Comments on Racebending's "On Marvel, Mandarin, and Marginalization"

"Great breakdown! For PoC who are fans of genre entertainment, it doesn't get any realer than this. Now, instead of banking on Marvel to do something, why don't a bunch of us get a kickstarter going, and with a script start making our own scifi/fantasy movies? Very difficult, yes, but way more rewarding."

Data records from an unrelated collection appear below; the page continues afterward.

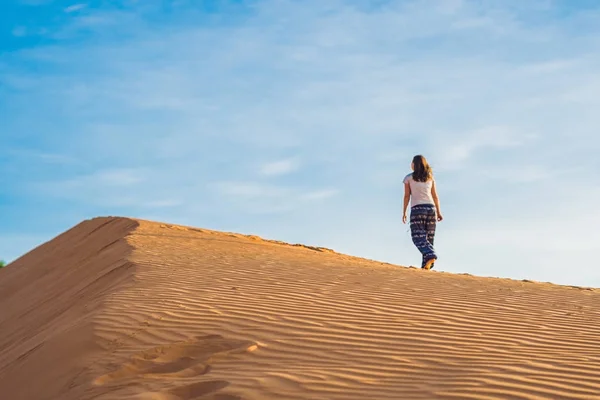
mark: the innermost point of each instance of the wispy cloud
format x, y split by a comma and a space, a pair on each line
281, 167
75, 7
199, 120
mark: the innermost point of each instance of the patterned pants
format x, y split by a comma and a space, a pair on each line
422, 229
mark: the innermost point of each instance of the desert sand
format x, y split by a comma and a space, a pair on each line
117, 308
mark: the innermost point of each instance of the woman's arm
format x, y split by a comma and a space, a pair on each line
436, 200
406, 200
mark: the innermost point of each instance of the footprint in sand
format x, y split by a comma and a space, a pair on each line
182, 360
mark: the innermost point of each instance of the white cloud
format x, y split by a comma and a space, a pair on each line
278, 168
75, 7
503, 105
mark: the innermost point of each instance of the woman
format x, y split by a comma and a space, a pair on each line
419, 189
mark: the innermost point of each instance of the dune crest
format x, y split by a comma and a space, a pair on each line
117, 308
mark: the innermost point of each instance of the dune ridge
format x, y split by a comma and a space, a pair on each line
117, 308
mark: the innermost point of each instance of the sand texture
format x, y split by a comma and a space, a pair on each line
117, 308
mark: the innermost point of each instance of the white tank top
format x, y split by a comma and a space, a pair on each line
420, 192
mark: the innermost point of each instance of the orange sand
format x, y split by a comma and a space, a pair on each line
124, 309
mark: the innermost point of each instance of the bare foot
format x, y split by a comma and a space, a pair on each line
429, 263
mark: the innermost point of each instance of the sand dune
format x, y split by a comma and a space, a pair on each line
123, 309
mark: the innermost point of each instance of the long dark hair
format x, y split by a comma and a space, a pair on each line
422, 172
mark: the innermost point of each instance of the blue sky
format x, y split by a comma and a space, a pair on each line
297, 120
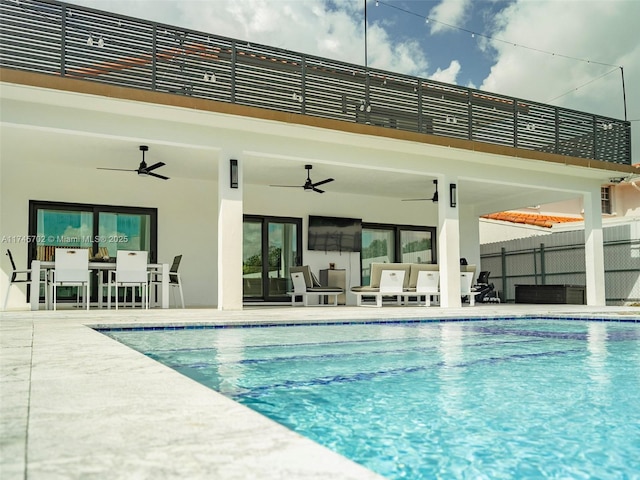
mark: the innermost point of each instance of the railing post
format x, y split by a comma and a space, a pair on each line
154, 51
595, 137
234, 59
470, 114
63, 40
515, 122
557, 132
421, 127
503, 259
303, 86
543, 269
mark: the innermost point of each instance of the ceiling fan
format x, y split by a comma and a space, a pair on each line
434, 199
143, 170
308, 185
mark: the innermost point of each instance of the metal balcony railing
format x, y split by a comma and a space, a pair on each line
51, 37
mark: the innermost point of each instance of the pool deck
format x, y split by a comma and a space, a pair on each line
75, 404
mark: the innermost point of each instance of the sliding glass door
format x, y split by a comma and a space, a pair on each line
102, 229
383, 243
271, 246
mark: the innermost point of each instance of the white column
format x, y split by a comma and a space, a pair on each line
594, 248
230, 223
469, 235
448, 246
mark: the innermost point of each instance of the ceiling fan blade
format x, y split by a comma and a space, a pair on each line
118, 169
151, 174
154, 166
322, 182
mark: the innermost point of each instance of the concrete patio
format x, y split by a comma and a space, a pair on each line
76, 404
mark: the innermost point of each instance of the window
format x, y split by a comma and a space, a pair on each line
91, 226
100, 228
605, 199
383, 243
271, 245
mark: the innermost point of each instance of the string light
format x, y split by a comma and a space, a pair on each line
488, 37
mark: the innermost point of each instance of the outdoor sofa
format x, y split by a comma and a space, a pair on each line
385, 284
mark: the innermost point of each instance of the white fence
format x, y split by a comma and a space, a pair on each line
559, 258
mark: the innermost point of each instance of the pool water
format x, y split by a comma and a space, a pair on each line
482, 399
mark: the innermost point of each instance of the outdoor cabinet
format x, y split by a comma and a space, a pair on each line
553, 294
334, 278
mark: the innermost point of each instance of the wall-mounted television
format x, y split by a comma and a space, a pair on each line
334, 234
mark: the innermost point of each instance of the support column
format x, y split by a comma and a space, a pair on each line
594, 248
230, 228
448, 245
470, 235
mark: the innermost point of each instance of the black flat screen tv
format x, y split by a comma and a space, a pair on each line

"Y'all are full of crap, it's not about race it's about acting skill and Ben Kingsley is an amazing actor and as for "the lack of diversity in Marvel" among the newer characters there are plenty of heroes/allies of non-white origin, it's just a sign of the times, most of those story lines started in the comic books before the 80's, Captain America #1 came out in 1941 and the movies are trying to stay relatively true to the source. Your problem is that you look for a problem of race/gender biased agenda when there isn't one. You can't base today's values off of stories that of which the earliest came out in the forties.
All the movies do is hilight a change in times, they reflect a story line that is old, times change, it isn't hollywood being biased, it's hollywood staying close to the original story."

Is either racebending or whitewashing acceptable? What do you think about Rob Liefield's claim that racebending is reverse whitewashing?

Additional Discussion Questions

What is the relationship between comics and superhero movies? What license do filmmakers have to introduce diversity in their storylines?

How does today's discussion of race and representation relate to our work in libraries?